Profesor Marek Belka to były premier i dwukrotny wicepremier - minister finansów w rządach lewicy. Jest dyrektorem w Międzynarodowym Funduszu Walutowym.

Podczas posiedzenia sejmowej komisji profesor Belka powiedział, że zawsze był zwolennikiem wejścia do strefy euro, ale nigdy nie starał się ustalać terminu. Według niego, wskazanie terminu wiąże się z ryzykiem, że można go nie dotrzymać.

Jego zdaniem, Polska powinna wejść do strefy euro w momencie sprzyjającym, kiedy gospodarka będzie gotowa. Wskazał, że główną korzyścią przystąpienia do strefy euro jest szybki rozwój i skracanie dystansu cywilizacyjnego do krajów najbogatszych. Tak było np. w przypadku Grecji, Hiszpanii czy Irlandii.

Porównał wejście do strefy euro do wjazdu na autostradę. "Jak ma się nieodpowiedni samochód, to może się to skończyć groźnym wypadkiem" - powiedział. Zaznaczył, że obecnie pytanie o strefę euro jest na poły teoretyczne, bo Polska nie spełnia wielu kryteriów i minie "jakiś czas", zanim zacznie je spełniać.

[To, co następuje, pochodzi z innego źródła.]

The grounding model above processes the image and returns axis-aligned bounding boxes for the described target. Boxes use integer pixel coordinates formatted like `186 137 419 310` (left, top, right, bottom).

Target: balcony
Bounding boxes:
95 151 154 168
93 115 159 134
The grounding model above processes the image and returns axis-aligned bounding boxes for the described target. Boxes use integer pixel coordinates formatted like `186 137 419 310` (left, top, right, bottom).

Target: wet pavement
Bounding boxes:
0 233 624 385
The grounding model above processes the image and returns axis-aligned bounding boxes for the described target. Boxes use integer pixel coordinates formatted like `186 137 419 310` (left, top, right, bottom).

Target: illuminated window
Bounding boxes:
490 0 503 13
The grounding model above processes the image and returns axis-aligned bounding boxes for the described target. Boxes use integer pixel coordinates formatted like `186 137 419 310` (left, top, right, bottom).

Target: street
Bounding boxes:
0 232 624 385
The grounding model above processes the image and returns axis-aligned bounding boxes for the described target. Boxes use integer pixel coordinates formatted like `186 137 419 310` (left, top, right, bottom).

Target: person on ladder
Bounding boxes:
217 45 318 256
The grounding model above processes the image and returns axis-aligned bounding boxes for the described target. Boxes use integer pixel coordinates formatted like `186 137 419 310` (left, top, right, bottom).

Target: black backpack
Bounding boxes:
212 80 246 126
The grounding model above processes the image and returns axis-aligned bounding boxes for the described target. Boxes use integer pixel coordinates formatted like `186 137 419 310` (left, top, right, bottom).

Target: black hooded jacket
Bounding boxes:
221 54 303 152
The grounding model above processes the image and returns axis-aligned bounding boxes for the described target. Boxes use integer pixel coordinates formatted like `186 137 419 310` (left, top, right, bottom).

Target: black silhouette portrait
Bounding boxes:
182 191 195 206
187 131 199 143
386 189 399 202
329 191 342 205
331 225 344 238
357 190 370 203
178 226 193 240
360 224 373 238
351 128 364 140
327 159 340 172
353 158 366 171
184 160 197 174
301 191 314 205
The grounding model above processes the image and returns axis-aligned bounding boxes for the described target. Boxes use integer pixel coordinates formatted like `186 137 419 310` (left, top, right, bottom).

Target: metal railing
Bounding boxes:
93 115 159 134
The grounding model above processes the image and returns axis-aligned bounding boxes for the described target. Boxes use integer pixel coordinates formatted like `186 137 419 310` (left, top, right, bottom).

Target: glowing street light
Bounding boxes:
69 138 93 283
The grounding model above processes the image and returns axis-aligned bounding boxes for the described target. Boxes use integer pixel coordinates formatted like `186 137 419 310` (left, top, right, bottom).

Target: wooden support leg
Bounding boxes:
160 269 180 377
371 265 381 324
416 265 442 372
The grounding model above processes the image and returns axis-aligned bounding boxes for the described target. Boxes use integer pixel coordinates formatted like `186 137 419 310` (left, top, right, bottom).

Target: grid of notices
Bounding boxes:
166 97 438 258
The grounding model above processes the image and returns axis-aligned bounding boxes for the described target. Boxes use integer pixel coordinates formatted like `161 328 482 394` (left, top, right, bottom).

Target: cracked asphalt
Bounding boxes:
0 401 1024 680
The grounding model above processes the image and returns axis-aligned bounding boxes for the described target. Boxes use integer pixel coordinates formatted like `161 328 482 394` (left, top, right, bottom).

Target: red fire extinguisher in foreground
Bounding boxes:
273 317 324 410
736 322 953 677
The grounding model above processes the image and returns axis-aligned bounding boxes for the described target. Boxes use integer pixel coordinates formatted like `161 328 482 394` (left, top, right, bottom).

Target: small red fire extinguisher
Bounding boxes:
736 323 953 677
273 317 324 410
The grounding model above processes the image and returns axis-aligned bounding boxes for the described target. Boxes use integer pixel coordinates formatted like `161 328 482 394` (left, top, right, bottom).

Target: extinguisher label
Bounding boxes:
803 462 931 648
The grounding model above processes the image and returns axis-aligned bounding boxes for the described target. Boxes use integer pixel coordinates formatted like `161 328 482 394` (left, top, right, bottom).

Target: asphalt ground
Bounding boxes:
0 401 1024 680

Według Belki byłoby niedobrze, gdyby prezes NBP wszedł do "licytacji" na temat terminu przystąpienia do strefy euro. Zaznaczył, że prezes banku centralnego powinien być osobą powściągliwą w opiniach i "nudną", by nie destabilizować sytuacji. Wskazał ponadto, że strefa euro musi sobie poradzić z problemami wewnętrznymi. Zaznaczył, że fakt, iż Polska nie była w strefie euro podczas ostatniego kryzysu, a złoty mógł się osłabić, pomogło polskiej gospodarce.

Kandydat na prezesa odniósł się także do problemu Elastycznej Linii Kredytowej (FCL) z Międzynarodowego Funduszu Walutowego. Zaznaczył, że FCL jest nam potrzebny, bo państwo otrzymuje z niego pieniądze "bez żadnych warunków wstępnych".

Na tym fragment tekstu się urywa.